Chapter 59 - Hemodialysis

Gerald Schulman

Jonathan Himmelfarb]

Hemorrhage

The uremic environment produces impaired platelet functioning, changes in capillary permeability, and anemia, all of which can impair hemostasis. There also may be increased blood loss from the gastrointestinal tract because of gastritis or angiodysplasia, lesions associated with renal failure.

The initiation of hemodialysis is reported to partially correct the defects responsible for the platelet dysfunction and capillary permeability that occur in uremia. However, patients undergoing hemodialysis still have a higher risk of hemorrhagic events because of repeated exposure to heparin. Heparin is used to prevent clotting in the extracorporeal circuit. Although strategies have been developed to dialyze patients without systemic anticoagulation, these techniques are time consuming and require greater supervision than is practical in the setting of an outpatient chronic hemodialysis center.

Acute bleeding episodes can occur at many sites; gastrointestinal blood loss, subdural and retroperitoneal hematomas, and the development of a hemopericardium may be life threatening.

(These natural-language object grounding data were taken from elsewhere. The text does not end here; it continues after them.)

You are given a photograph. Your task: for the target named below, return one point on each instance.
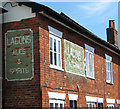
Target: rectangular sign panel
(19, 55)
(74, 58)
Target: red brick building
(51, 61)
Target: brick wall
(60, 81)
(29, 93)
(21, 94)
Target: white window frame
(109, 69)
(110, 106)
(56, 98)
(118, 104)
(73, 97)
(56, 102)
(55, 35)
(93, 104)
(89, 51)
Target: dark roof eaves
(69, 22)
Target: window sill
(109, 83)
(89, 77)
(56, 68)
(75, 74)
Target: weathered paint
(74, 58)
(19, 54)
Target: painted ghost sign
(19, 55)
(74, 58)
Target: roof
(2, 10)
(64, 19)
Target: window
(110, 106)
(56, 100)
(110, 103)
(100, 105)
(91, 105)
(73, 101)
(56, 104)
(55, 48)
(73, 104)
(109, 73)
(89, 61)
(118, 106)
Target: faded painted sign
(74, 58)
(19, 55)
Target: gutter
(69, 23)
(116, 51)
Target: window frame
(54, 101)
(74, 104)
(109, 69)
(89, 50)
(91, 103)
(54, 37)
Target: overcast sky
(94, 16)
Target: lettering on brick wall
(19, 55)
(74, 58)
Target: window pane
(50, 43)
(51, 57)
(110, 66)
(55, 58)
(59, 60)
(87, 63)
(58, 46)
(51, 105)
(54, 44)
(61, 106)
(71, 104)
(108, 76)
(107, 66)
(56, 105)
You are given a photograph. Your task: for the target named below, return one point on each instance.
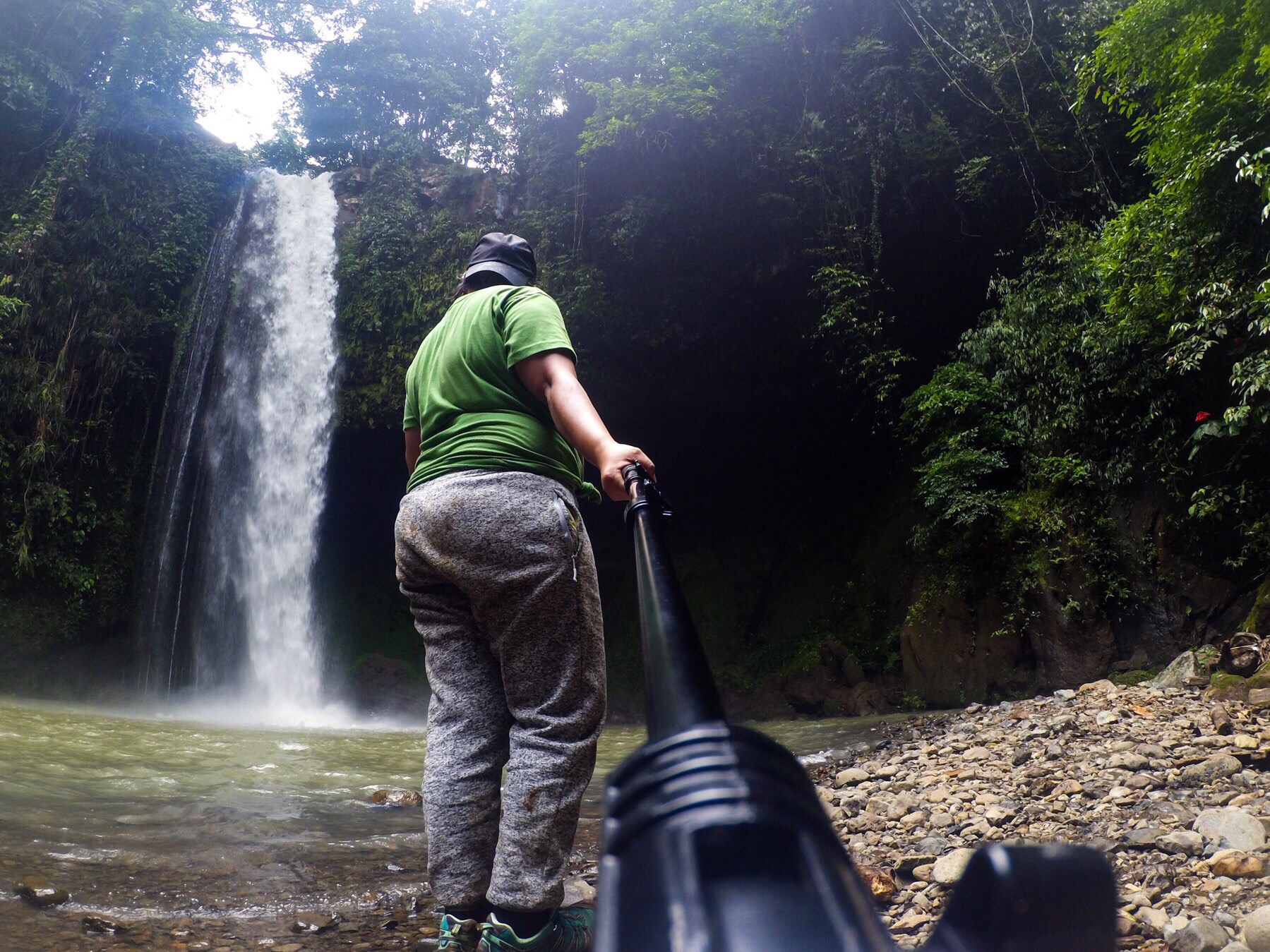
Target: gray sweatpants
(502, 584)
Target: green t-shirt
(472, 409)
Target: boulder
(389, 686)
(1181, 842)
(1179, 672)
(1212, 769)
(949, 867)
(395, 796)
(1200, 936)
(1257, 929)
(40, 891)
(952, 653)
(1231, 829)
(866, 699)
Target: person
(494, 558)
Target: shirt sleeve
(532, 324)
(412, 397)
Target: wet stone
(394, 796)
(103, 923)
(316, 922)
(40, 891)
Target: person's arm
(553, 378)
(412, 448)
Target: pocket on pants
(569, 524)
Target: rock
(1143, 839)
(1127, 761)
(911, 922)
(1236, 864)
(911, 861)
(1200, 936)
(949, 867)
(815, 692)
(1098, 687)
(40, 891)
(1184, 842)
(866, 699)
(103, 923)
(879, 881)
(316, 922)
(1231, 828)
(578, 890)
(1257, 929)
(394, 796)
(850, 777)
(1213, 769)
(389, 686)
(1152, 920)
(1179, 672)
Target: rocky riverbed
(1178, 800)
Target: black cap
(508, 255)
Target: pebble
(1200, 936)
(40, 891)
(1184, 823)
(1231, 828)
(949, 867)
(1257, 929)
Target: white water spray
(292, 272)
(240, 485)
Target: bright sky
(244, 112)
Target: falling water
(240, 483)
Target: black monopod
(714, 839)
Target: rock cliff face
(964, 645)
(460, 189)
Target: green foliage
(413, 74)
(397, 267)
(109, 220)
(1095, 359)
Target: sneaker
(569, 931)
(459, 934)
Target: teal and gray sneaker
(459, 934)
(569, 931)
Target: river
(176, 826)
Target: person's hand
(613, 460)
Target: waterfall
(240, 480)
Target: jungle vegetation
(978, 265)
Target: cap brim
(513, 275)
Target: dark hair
(477, 281)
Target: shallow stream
(159, 818)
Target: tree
(417, 76)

Patients with acute inflammatory pericarditis, those who have had trauma or who have had recent surgery, or who have an underlying coagulopathy or thrombocytopenia are at particular risk for developing hemorrhagic complications during hemodialysis.

In addition to acute bleeding episodes, patients undergoing hemodialysis are exposed to chronic, low-grade episodes of blood loss with each dialysis treatment. Between 5 and 10 mL of residual blood remains in the artificial kidney and tubing even after thorough rinsing. There may be blood loss as needles are inserted and removed and as repeated blood tests are performed on the patients. Estimates of loss of between 5 and 50 mL of blood per dialysis treatment have been made.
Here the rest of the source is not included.